Рано утром геолог и следователь расстались большими друзьями. Матвей Борисович улетал на буровую, в район таежной реки Вах. А следователь отправился на встречу с Метляковым.

4

Цыганская любовь. Пожалуй, эти два слова вызовут в душе каждого человека представление о неудачной, многострадальной любви. У Агаши самая настоящая цыганская любовь: с романтикой и слезами, с печалью и радостью. Началась эта любовь сорок лет назад. Был в те годы парусный цыган Федор Романович Решетников молодым жизнерадостным мужчиной. Да и Агаша считалась красавицей. Помнит и поныне Агаша день и ночь их первой встречи, помнит и любит по сей день Федора Романовича. И кажется ей, что ее возлюбленный все такой же могучий, только буря и непогодь заплескали седой речной пеной голову парусного цыгана да ссутулил его плечи груз ушедших безвозвратно лет.

С утра ждала Агаша дорогого гостя. Ждала желанного и званого. В избе все прибрано: новые занавески на окнах, домотканые дорожки расстелены на полу.

– Здравствуй, моя белая цыганочка! Здравствуй, русская государыня!

– Любый мой, Федюша! Проходи, родимый, в передний угол, присаживайся к столу. Сейчас почаюем, самовар на шестке песню поет. С «позолотой»?..

– Можно «позолотить»…

Слово «позолотить» означает у Агаши налить в хрустальные рюмочки-стограммовки коньяк долгой выдержки. При желании можно коньяк выплеснуть в чай.

Чокнулись две хрустальные рюмочки с расписными каемками и прильнули к губам солнечными зайчиками.

Настенные часы-ходики стучат древним, усталым «сердцем»: тик-тик. Любопытная синичка-зеленушка прильнула к створке оконной – и клювом по стеклу: тюк-тюк.

– Божья пташка весточку принесла, – тихо сказала Агаша.

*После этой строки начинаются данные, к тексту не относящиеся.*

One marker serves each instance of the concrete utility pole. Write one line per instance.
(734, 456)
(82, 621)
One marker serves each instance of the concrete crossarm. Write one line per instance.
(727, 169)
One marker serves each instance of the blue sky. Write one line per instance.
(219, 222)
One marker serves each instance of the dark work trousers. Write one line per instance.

Молчит старый парусный цыган. Его «позолоченная» душа отправила думы в далекую молодость; в той дали виделся ему берег Вас-Югана, поросший пышными кедрами и березами. Дымили на стойбище костры. Пахло вкусно вареным лосиным мясом, парной стерлядью. Звон гитары. Пела Лара сказание про белого коня с черной гривой, пела про несбывшуюся любовь. Голос ее, плавный, женственный, задушевный, лип к берегам таежным. Вторило песне сонное прибрежное эхо… Причаленную парусную ладью качали волны, и колокол у рулевой рубки на мачтовом откосе разговаривал лениво: динь-нь, бум-м.

Осталась та ночь в памяти цыгана Федора Решетникова. И виделся ему маленький табор, который спал, убаюканный речными волнами и благословенной вечерней зарей. Но не спалось тогда жизнерадостному кузнецу. Не спала и девятнадцатилетняя русская девушка Агаша. Она целовала Федора, жарко обнимала… Запомнилась ей и ему та далекая утренняя заря! Кричали в береговой низине перепелки, стонали селезни. И начинался новый весенний день. Осталась позади бессонная ночь, сладкая ночь любви. У юной Агаши томило сердце, радостная усталость обволакивала женское тело.

– Ладно ли с тобой, Федюша? В окно уставился глазоньками и замер, застыл взгляд далеким ясным солнышком. Куда летала твоя душенька? – певуче расспрашивала Агаша.

– Ах, как обидно… И куда все ушло, пропало без следа и возврата?

– О чем ты, Федюшенька? Что это с тобой, кровинушка ты моя!

– Вспомнились мне, Агаша, белый парус и водица хрустальная из плескучей Оби великой. Ночь звездная. Чистое небо с темной синевой и блестки, искры звезд! Рядом ты, Агаша, белотелая, горячая… Да-а, какая ты была у меня королева-царевна! Лара рядом с тобой казалась закопченной головешкой…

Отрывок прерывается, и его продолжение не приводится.